DBRS Comments on Athabasca Oil Corporation’s Grant of a Contingent Bitumen Royalty Interest for $129 Million
EnergyDBRS Limited (DBRS) today notes that on June 20, 2016, Athabasca Oil Corporation (Athabasca or the Company; rated B (low) with a Negative trend) announced the grant of a Contingent Bitumen Royalty interest to Burgess Energy Holdings L.L.C. (Burgess) on its thermal assets for a total consideration of $129 million in cash. Concurrently, the Company has repaid the USD 221 million first-lien term loan (TLB) which was due to mature as early as May 2017.
The Bitumen Royalty will be calculated on a sliding scale ranging from 0% to 6% of Athabasca’s realized bitumen price (net of diluent, transportation and storage costs) for each thermal asset. The royalty has been structured so that the assets will not be encumbered at lower pricing levels. As an illustration, the Company highlighted that at the Hangingstone Thermal project, oil prices would have to reach approximately USD 75 per barrel of West Texas Intermediate before the first 1% royalty is triggered. The royalty is not expected to materially impact the economics of future Hangingstone expansions nor the economics of additional thermal development projects.
The monetization of a portion of the Company’s thermal assets, coupled with the recently received cash proceeds of $267 million from the close of the Murphy Oil Corporation Ltd. (Murphy) joint venture, has enhanced the Company’s liquidity position. Athabasca’s current liquidity (after repayment of the TLB and excluding cash collateralized for letters of credit (LOCs)) is estimated at $630 million. The Company’s credit facilities, based on agreed amendments between the Company and its lenders, have been restructured to (1) a revolving credit facility of $45 million (currently undrawn) and (2) a $110 million cash collateralized LOC facility that secures the Company’s long-term transportation agreements. At March 31, 2016, there were $100.5 million of LOCs outstanding. Previously, the Company had a $125 million facility that at March 31, 2016, backstopped the LOCs.
However, the Company is expected to generate negative free cash flow (cash flow net of capital expenditures and dividends) in 2016 and through 2017.The Hangingstone project is in a ramp- up phase and oil prices are not sufficiently strong enough for the Company to produce positive cash flow. As a consequence, DBRS expects the Company will have to draw down its available cash resources through 2017.

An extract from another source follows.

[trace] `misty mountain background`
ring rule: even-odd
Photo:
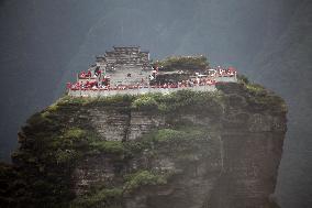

Funds realized from the recent transactions have alleviated one source of refinancing risk with the repayment of the TLB. Nevertheless, as cash is reduced over the course of the next year, nearer-term risk still remains with regard to refinancing or repayment of the Company’s $550 million of senior secured second-lien notes that mature in November 2017. DBRS notes the positive strides that the Company has taken to improve its financial position but at the same time recognizes that challenges remain to be addressed.
Notes:
All figures are in Canadian dollars unless otherwise noted.
The applicable methodologies are Rating Companies in the Oil and Gas Industry (September 2015) and DBRS Recovery Ratings for Non-Investment Grade Corporate Issuers (March 2016), which can be found on our website under Methodologies.